Manga Kotoba: Manga Frequency Lists and Stats

ChristopherFritz · April 6, 2024, 4:27pm

Newly-added setting:

This currently only applies to word lists.

The kanji lists need a lot of clean-up before I can properly add support for showing known items there.

mitrac · April 7, 2024, 8:24am

Anki bug

Ummm… so what I said was

But you’ll notice I didn’t say the reviews worked… because I had done them for the day and didn’t think about that part.

Here’s how the review looks.

I accidentally discovered long pressing on the screen caused the text to become highlighted and then show up. Not really useful but oddly interesting!

I was trying to play with the note template yesterday to fix it, but discovered the previews come up fine on my pc, but they are aren’t on mobile. So I’ll play around a bit more and if I can figure it out I’ll let you know

Haha, me too, I’ve decided not to mark words as known until I’ve definitely recognised them outside of manga kotoba

That’s a good question… I guess since known words are already removed, I wonder if one per page is good, as there could be a lot of unknown 2 occurrence words that appear in different chapters.

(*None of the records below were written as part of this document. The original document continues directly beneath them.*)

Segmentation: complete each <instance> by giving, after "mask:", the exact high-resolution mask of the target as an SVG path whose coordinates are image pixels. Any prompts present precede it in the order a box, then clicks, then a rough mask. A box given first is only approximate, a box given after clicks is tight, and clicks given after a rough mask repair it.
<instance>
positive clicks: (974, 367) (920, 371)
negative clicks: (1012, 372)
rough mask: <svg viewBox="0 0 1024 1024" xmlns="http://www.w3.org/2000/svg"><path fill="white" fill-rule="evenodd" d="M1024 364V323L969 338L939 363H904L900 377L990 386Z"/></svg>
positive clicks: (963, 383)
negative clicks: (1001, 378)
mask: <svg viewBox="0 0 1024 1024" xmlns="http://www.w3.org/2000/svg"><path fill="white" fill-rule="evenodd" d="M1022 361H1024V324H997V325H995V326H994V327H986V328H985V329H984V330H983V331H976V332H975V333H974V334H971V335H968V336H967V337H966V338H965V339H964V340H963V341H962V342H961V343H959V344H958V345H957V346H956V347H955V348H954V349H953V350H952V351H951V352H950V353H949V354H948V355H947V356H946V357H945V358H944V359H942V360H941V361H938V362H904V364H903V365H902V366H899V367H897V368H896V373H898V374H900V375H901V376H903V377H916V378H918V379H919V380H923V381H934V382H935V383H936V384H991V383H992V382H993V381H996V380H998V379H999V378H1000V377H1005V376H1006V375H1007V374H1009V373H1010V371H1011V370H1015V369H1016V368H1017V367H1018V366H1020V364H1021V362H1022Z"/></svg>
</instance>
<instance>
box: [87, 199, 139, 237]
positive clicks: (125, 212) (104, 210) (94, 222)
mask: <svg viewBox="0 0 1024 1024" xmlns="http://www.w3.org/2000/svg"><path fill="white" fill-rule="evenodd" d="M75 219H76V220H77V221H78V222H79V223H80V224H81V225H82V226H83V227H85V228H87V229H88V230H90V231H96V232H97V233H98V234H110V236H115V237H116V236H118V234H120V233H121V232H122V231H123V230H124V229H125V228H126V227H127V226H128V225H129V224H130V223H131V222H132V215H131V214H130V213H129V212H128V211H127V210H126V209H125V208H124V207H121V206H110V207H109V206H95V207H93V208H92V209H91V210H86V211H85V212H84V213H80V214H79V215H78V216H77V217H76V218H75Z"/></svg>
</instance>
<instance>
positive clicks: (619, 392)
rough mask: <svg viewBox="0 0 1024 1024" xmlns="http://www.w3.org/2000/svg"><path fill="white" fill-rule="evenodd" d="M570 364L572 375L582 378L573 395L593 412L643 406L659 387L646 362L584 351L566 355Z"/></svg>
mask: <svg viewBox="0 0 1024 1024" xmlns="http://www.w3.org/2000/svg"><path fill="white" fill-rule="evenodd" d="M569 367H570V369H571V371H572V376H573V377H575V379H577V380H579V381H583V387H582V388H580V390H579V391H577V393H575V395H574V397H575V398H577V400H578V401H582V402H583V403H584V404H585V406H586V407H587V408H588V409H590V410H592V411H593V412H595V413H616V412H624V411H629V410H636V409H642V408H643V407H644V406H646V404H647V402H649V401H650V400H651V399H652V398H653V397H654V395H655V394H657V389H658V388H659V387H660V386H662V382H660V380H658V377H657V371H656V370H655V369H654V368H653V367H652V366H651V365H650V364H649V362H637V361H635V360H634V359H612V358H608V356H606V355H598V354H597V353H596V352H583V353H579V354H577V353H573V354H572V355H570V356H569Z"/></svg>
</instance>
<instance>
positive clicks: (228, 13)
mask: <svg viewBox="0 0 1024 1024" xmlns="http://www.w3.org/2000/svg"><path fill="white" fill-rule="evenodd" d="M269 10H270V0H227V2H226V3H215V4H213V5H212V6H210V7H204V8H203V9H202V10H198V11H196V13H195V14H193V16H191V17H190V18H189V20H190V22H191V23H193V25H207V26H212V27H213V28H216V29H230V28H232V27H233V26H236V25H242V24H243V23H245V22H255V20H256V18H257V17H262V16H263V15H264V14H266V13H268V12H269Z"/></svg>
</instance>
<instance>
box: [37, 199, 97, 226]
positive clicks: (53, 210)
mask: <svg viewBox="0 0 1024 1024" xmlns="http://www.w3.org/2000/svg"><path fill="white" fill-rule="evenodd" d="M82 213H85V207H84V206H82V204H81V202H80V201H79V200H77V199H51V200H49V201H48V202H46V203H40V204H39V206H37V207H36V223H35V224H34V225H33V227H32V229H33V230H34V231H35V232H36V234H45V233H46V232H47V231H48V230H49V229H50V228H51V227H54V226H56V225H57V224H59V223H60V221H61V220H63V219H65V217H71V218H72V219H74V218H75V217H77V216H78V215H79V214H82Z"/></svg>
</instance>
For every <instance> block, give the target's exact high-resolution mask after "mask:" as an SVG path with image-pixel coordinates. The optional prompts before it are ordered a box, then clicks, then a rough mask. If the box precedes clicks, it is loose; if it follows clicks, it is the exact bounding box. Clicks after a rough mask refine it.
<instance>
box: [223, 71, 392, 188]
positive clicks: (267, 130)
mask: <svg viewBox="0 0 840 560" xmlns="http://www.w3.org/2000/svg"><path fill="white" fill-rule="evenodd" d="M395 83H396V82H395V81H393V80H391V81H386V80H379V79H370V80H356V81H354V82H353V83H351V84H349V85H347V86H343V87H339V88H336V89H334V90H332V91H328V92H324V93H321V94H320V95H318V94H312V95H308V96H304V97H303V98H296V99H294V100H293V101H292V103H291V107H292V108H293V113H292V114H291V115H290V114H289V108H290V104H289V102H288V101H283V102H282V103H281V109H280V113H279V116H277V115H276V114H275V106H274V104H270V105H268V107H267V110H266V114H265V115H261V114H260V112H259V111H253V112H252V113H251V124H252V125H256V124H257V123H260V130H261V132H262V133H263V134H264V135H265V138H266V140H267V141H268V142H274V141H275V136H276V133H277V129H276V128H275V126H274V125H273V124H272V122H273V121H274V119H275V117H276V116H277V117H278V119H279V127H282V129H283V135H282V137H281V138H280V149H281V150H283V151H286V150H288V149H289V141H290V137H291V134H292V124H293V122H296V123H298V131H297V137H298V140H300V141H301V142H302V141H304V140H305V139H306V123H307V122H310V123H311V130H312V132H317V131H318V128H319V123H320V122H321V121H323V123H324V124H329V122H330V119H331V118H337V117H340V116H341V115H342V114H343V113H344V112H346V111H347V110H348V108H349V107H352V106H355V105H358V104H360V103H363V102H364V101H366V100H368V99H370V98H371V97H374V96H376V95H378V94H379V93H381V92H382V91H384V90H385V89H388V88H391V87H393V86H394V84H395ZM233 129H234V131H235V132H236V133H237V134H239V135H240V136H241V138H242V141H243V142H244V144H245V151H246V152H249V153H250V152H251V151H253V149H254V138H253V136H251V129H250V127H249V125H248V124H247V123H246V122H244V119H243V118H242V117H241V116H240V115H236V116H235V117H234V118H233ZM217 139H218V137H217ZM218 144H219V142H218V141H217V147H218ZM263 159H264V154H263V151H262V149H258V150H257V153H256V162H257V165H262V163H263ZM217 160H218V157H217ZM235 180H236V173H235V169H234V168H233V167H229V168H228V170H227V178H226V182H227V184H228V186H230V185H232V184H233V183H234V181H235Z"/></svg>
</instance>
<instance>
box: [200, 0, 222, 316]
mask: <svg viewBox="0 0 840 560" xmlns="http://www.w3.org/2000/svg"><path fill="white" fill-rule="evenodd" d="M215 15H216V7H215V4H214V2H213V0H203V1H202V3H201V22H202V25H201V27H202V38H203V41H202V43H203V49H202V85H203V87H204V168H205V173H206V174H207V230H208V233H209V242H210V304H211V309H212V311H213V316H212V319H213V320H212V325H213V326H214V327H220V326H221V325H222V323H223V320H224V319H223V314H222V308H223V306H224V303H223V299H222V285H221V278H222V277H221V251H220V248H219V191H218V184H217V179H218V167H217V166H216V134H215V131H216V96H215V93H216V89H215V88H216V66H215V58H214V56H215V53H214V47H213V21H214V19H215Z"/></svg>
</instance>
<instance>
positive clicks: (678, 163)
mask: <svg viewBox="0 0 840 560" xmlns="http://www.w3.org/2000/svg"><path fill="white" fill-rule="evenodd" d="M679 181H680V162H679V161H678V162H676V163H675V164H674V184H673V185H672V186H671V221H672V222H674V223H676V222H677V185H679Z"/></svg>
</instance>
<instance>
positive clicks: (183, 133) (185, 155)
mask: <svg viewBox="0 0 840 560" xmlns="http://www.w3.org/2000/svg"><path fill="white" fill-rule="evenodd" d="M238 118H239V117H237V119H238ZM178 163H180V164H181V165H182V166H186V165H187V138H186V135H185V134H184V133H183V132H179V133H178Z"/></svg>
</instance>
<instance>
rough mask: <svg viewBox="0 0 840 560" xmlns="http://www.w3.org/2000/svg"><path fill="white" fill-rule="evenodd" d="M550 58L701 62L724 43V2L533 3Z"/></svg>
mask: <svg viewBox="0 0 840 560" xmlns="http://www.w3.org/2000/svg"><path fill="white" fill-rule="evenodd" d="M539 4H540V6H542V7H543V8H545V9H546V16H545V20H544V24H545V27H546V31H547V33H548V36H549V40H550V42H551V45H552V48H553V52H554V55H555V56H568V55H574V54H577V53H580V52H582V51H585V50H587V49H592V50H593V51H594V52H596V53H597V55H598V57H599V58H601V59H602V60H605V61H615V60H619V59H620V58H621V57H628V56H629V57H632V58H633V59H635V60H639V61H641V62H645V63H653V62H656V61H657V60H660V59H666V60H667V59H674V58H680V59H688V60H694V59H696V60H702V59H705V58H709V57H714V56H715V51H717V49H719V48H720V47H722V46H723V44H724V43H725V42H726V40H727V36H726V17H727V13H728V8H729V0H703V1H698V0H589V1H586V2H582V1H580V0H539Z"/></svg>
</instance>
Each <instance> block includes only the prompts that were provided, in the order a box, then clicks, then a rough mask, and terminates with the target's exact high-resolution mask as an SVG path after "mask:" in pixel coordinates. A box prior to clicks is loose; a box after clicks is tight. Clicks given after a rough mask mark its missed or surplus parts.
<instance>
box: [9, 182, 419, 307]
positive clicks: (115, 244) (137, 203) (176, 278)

That’s totally fair, and I can imagine if there was a way to make a mini campaign now and then, ie, for a new offshoot bookclub, people would consider contributing as a group. Not as much hassle as a kickstarter. Maybe a patreon with a good enough description, ie, someone could organise a vote on wk to figure out if there’s enough interest, and cost per person, and then once they’ve sorted themselves out and it’s just a formality of a payment, there could be some way for people to pay in.

That’s really generous!

Hmmm I was thinking of pages at the time, but actually, as above, if there’s an option to show words in order of appearance and they are list on each new page they appear, then it will be easy enough to figure out where you are in the list (dare I ask for a bookmark feature) so this is actually already covered.

Let’s say I’m on the page for volume 1 of Frieren but inow want to go to Tongari 1. I have to click Dashboard, then Tongari, then Volume 1. It doesn’t sound like a big deal and it’s not really, but I feel like the most friction in clicks is going between volumes. An easily accessible shortlist menu would be really cool. Although maybe that’s just me. If someone is more interested in the series level data then it’s already fine.

Ooh that will be fun! I don’t know if it’s related but recently some percentages show up with text numbers

Looks fine on my end now!

OK glad to hear!

Wowzers! I’ll do some browsing…

mitrac · April 7, 2024, 8:27am

That is fun to turn on for confidence building

Edit:

I’ve played around a bit more, and I think this feature is really useful! It’s possible a bunch of words are marked as known at one point in time, but then later after reading other stuff, they might have been forgotten.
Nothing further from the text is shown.